Olymp – der Sitz der Götter

Im Laufe der Zeit ist die Bezeichnung Olymp als Götterberg in den Sprachgebrauch übergegangen. Wenn hier von Göttern gesprochen wird, so sind damit die zwölf olympischen Hauptgötter, die Olympier, gemeint. Sie wählten den Olymp als ihre Residenz, nachdem sie nach dem Sturz des Kronos die Weltherrschaft angetreten hatten. Zur Schöpfungsgeschichte nach der griechischen Mythologie gibt es zahlreiche Mythen, die alle einen allgemein gültigen Status entbehren.

Der altgriechische Dichter Hesiod entwickelte mit seiner Theogonie die noch am weitesten verbreitete Fassung. Danach war der erste Herrscher der Welt Uranus, den die Erde Gaia aus sich selbst hervorgebracht hat.
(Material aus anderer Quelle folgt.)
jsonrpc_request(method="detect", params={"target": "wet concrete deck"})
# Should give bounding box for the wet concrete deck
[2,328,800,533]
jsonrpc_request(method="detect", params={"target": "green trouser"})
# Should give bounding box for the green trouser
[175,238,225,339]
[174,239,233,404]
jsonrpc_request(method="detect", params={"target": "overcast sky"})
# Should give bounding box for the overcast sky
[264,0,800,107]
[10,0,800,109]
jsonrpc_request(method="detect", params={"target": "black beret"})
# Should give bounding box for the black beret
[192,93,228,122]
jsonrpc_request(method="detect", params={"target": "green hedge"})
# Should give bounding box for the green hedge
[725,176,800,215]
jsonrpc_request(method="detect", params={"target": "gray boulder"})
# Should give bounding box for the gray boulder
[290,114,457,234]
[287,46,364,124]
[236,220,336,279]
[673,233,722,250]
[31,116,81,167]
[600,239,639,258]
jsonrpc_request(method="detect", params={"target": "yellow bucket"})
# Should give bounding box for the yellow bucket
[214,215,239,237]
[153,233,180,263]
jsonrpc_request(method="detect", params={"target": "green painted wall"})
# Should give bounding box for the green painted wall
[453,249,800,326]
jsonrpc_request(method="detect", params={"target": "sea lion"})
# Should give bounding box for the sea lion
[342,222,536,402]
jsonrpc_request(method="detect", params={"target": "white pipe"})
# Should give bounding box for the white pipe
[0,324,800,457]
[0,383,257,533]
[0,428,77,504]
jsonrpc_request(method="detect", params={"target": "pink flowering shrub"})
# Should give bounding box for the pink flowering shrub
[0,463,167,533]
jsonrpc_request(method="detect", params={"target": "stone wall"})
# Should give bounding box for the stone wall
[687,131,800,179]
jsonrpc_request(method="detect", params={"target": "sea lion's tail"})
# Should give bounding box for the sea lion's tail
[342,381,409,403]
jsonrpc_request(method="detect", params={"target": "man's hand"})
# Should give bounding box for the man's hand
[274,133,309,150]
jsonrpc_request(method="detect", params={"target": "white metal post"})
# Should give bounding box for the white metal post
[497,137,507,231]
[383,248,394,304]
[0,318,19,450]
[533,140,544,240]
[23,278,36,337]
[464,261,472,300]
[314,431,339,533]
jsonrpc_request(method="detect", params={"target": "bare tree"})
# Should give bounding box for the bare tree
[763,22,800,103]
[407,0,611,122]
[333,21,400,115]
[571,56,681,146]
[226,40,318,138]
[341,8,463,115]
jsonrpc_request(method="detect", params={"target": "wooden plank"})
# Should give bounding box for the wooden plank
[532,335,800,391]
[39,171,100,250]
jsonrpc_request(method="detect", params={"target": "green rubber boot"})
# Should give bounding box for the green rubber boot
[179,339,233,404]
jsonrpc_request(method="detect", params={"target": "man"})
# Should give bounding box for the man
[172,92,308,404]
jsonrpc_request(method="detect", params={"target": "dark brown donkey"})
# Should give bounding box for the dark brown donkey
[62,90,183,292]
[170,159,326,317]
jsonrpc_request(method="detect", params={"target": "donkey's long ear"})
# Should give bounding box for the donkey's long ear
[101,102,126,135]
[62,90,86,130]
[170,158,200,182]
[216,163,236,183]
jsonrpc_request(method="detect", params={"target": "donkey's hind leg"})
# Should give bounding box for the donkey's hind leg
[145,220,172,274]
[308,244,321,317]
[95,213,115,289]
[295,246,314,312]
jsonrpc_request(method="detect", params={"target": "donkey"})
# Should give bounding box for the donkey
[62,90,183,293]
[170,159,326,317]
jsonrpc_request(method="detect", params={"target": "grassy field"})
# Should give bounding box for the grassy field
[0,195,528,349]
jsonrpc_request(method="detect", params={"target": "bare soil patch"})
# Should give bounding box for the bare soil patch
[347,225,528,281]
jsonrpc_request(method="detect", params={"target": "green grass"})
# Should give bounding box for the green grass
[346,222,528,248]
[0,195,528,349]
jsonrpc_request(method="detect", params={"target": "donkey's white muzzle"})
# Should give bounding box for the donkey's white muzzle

Gaia und Uranus hatten viele Kinder, die Uranus allesamt verbannen ließ, weil er sie zu sehr hasste. Deshalb gebar Gaia ihre weiteren Kinder im Geheimen. Eines davon war Kronos, den Gaia später überredete, seinen Vater Uranus mit einer Sichel zu entmannen. Damit übernahm er die Weltherrschaft und zeugte mit seiner Frau Rhea die Kinder Hestia, Demeter, Hera, Hades und Poseidon. Aus Angst, von seinen Kindern entmachtet zu werden, verschluckte er sie allesamt. Das jüngste Kind dieser Beziehung war Zeus, den Rhea auf Anraten von Gaia und Uranus auf Kreta versteckte. So konnte Zeus ungestört aufwachsen und später seinen Vater überlisten und mit Gewalt die Herrschaft an sich reißen. Daraufhin spuckte Kronos die Geschwister von Zeus wieder aus, so dass diese gemeinsam mit Zeus den Thron auf dem Olymp besteigen konnten.

Der Olymp.
Der Olymp

Die zwölf Olympier

Als Göttervater war Zeus der Herrscher über Himmel, Blitz und Donner. Neben seinen Geschwistern herrschten auch Zeus‘ göttliche Kinder Ares und Hephaistos (mit Hera), Artemis und Apollon (mit Leto), Hermes (mit Maia), Athene (mit Metis) und Aphrodite (mit Dione) auf dem Olymp. Dabei war der Götterberg nicht das Lebenszentrum der Götter, sondern diente mit seinen zwölf Wohnungen als Palast, in dem man zu Beratungen zusammenkam.